然らば我が前に奇跡よあれ(BEFORE ME MIRACLE)幸いなれ(Slave)契約の天使(Metatron)。──赤海を裂き炎の蛇を退けし我が偉業を此処に刻め」

 

 炎と共に、代行者が降誕する。

 まるでプロメテウスの灯せし黎明。フェネクスが施す再生──()()()()()()()()()()()()()()()()

 

 炎とは、神の怒り。主と主に連なる者の偉大さの証明。

 罪を濯ぎ悪を浄化せしめんとする神罰の依代。

 智天使(ケルビム)と共に原初の人から知恵の樹を守護せし炎の剣。

 退廃に溺れたソドムとゴモラの街に降り注ぐ硫黄の火。

 主と預言者を非難せし愚者を罰する炎の蛇。

 

 黎明に非ず。再生に非ず。

 神罰であり、降誕の証である。

 

 

「──聖詠昇華(Eucharistia)/永劫回帰(Nehushtan)

 

 

 顕現せし、栄光の王。

 覇者の王冠を担いし超克者が、最果ての玉座を独占し世界の理すら改変させながら夢幻と現実の狭間で微睡む。

 

 

 

 

 

 

 █

 

 

 

 

 うわーっ! ヤダヤダ許して! なんかテンション上がってデュエットしちゃったけどこの状況怖すぎるよ! 靴でもなんでも舐めますからNTR(乗っ取り)だけは止めて神様! 助けてネフちゃん! 

 

『遺憾である。
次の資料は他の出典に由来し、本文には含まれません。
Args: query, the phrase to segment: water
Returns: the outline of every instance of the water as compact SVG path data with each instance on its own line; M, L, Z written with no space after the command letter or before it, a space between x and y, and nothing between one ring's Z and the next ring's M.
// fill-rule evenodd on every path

未だ意識の大部分はバラルの呪詛に引き裂かれ要の腕輪も棺に封じられており不可能だ──何より、(われ)巫女(きさま)を粗末に扱う筈もなかろう』

 

 え? そうなの? なら良いや。

 うぇーいよろしく神様! 一緒に絶望と希望の英雄譚を楽しもうね! 

 

『我が言うのもなんだが清々しいまでのクズだな貴様。さっきの感動を返せ』

 

 と言うか頭の中に今の私のスペックが流れて来るんだけどなんだよこのチート権能のオンパレード……少しはラスボスたちとのパワーバランス考えなよ……この物語の主人公は装者たちだぞ? 

 

『この状況でダメ出しとか正気か貴様?』

██████(主よ御覧あれ!)████████████████(偽りの支配者を隷属せしモーセの偉業を!)
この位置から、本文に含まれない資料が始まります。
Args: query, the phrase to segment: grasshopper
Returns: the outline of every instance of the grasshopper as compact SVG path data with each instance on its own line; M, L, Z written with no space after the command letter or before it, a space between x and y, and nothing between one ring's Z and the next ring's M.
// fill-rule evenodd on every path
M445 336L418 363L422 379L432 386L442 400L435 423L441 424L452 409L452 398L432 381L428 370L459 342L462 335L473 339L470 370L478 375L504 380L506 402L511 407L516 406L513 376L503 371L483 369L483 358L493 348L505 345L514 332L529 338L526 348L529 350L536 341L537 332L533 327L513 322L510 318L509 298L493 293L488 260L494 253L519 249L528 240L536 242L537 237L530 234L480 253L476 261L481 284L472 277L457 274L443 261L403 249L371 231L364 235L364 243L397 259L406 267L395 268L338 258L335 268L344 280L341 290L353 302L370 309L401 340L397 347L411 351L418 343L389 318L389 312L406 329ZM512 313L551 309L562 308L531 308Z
 ████████████(おおォォ! ハレルヤ! ハレルヤ! )███████(ハレルゥゥヤァッ!)

 

 ネフちゃんうるさい!!! 

 

『……まあ良いか。英雄譚の合間にて少なくとも退屈はせぬな──我が“半身”よ』

 

 

 

 

 あっ、でも土壇場の覚醒は普通に胸熱だから新しい鎧のデザイン考えてね二人とも。納期は10秒だよ♡

 

██(は?)

『よし、手を貸せ“蛇”よ。やはりこの愚者(アホ)は一発殴らねば気が済まん』

 

 

 







⚫︎シェム・ハ・メフォラシュ
 シンフォギア全シリーズ一気視聴で脳を焼かれたと同時に特大のネタバレを踏んで感情が迷子。
 数千年以上も思い悩んだ相互不理解の宿業に対してダイジェスト形式でビッキーたちが自分も納得できる程に素晴らしい英雄譚(こたえ)を出したせいでぶっ壊れて要求値が跳ね上がった。

 未知を見せろ。至高を見せろ。責任を取れ外道なる降誕者(フォーリナー)とのこと。
 まるで答えを先に知ってしまった数式の命題。ならば其処に至るまでの途中式を美しく盛り上げよう。

 幼女の事は人間的にはカスだとは思ってるけどシンフォギアに脳を焼かれた同志で、もっと美しい英雄譚鑑賞の為に追加のラスボスになって華々しく散って欲しいとの事なので関係は良好。

 
⚫︎アイリス・フェイルノート
 たった一話しかシリアス内面が持たなかったカスにして早急に殺すべき人類の敵。
 曇らせ趣味の英雄譚信者が全知全能を手に入れたとか言うまさしく悪夢。
 世界の理を改変しながら突き進む不死不滅の存在に成り果てた化け物。
 なお本人は装者の踏み台としてボスに無様に敗北したい為、ダメージの転写はともかくチートスペックの方には困惑してる。

⚫︎フィーネ
 本当に可哀想。
 カス幼女と全ての元凶が手を組んだとか言う最悪な状況。